My interview to be a website copywriter for Andertons was in July 2009. I remember sweltering in my shirt in the summer heat, and only having my nerves elevated by the presence of my boss’ dog, Lola!
I had a plan of attack. Having done my research, I recognised that musicians buying music stuff would want to hear the products before buying online, not just see pictures.
Embedded video was becoming more viable on the web with more people getting broadband connections and YouTube rapidly gaining a head of steam, providing content-makers a much easier and lower-cost way to host videos.
So, throughout my interview, I stated that I’d clatter around the web, finding videos for all the products as I wrote about them. No one else in M.I. in the UK seemed to be doing much of this either, so we’d have our edge, through technology.

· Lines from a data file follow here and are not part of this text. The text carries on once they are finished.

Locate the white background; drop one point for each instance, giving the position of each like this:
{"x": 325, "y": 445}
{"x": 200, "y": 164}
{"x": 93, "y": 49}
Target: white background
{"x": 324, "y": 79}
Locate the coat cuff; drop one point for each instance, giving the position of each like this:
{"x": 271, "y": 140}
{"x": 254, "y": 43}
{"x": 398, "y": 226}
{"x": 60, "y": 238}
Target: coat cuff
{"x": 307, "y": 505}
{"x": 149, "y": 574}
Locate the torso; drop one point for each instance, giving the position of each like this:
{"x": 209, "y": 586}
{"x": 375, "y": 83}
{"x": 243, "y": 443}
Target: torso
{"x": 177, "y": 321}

Now, I don’t want to say that I seeded the idea of Andertons being a video behemoth… Maybe it was just that the dog liked me… But one way or another I got the job.
Around six months later the business owner, Lee (a.k.a. ‘The Captain’), a handful of Andertons staff and myself had put together half a dozen videos in the shop.
Lee had me sourcing lighting, bedsheets and clothes pegs for a makeshift video studio which was cobbled together around an unwieldy table and several dozen boxes in a small, attic office on the top floor of the Andertons store.
I was still feeling like the broke student I had recently been, and I happily sourced some very dodgy lights from an eBay supplier and a £5 Argos iron to try and keep the creases out of our not-perfectly-blanched background. Between the buzzy lights and the crappy iron, lives may literally have been risked building the channel.
After not long, Lee wanted to go up a gear from guerilla video production and kicking microphones around the car park…
He interrogated me about Rob Chapman. Had I heard of him? He seemed to have a pretty popular channel? What did I think about getting in touch and asking him to come and do videos for Andertons?
I was clueless as to who Rob was, and I think I pretty much mumbled that it didn’t seem like the worst idea. Luckily Lee was a lot more shrewd; he got Rob in and put him on a retainer.
From 2009 to 2011 ish I was behind the Handicams and recording and editing the audio. We worked two days a month out of a disused office at Andertons’ warehouse.
Rob continually drove Lee to put more money into the set, and into stuff like novelty Santa costumes and PAT tests, whilst others in Andertons blagged microphones and audio interfaces from our suppliers to improve the audio quality.
I might have even made it into one or two of the videos… If you look carefully.
As the operation grew, more and more traffic was finding its way to the e-commerce site via YouTube. We saw clear evidence of a link between videos and sales, and we were also seeing an international audience materialising and engaging with Andertons as a brand.
Lee asked me to step aside from the video production and focus on supporting the e-commerce operation, whilst he continued to generate increasingly entertaining content by focussing on making Andertons TV like Top Gear for Guitarists, rather than producing straightforward reviews & demos.
Under Rob’s guidance, The Captain & Chappers’ relationship flourished, with Rob bringing out the real Lee in videos and the duo becoming recognised personalities by an increasing number of guitarists.
In 2015, Andertons hired Peter Honoré as our video content manager and started retaining additional presenters, widening the breadth of the content and targeting a new audience who wanted a more refined style of video.
Now, in 2020, the Andertons TV channel reaches 650,000 subscribers with videos getting tens of thousands of views within a few hours.
Lee has interviewed famous guitarists including Guthrie Govan, Nita Strauss, Misha Mansoor, Bernie Marsden, James Bay and Jack Garratt… to name just a few.
And Rob continues to take his own channel to new heights, giving Andertons exposure to a combined subscriber base which is approaching 1 million guitarists.
Thinking back to making videos in the attic office in 2009, it’s astonishing to think that Andertons became such a tour de force in online video.
While I can’t claim to be the genius that brought in Rob Chapman and cultivated the relationships leading to the phenomenal raft of personalities that have featured on the channel, I am really grateful that I got to be part of Andertons’ video journey from its inception.
Subsequently, the digital team under my leadership are continuing to join the dots from the YouTube audience into the Andertons e-commerce experience.
Next year, we hope to be launching a new site to take Andertons TV to the next level including offering our users better curation of the 8-10 videos we produce per week, plus an even tighter feeling of community involvement amongst our fans.
We hope that this beta will prove that our audience will buy into the Andertons brand and find themselves vested in a community, as well as a robust online shopping experience.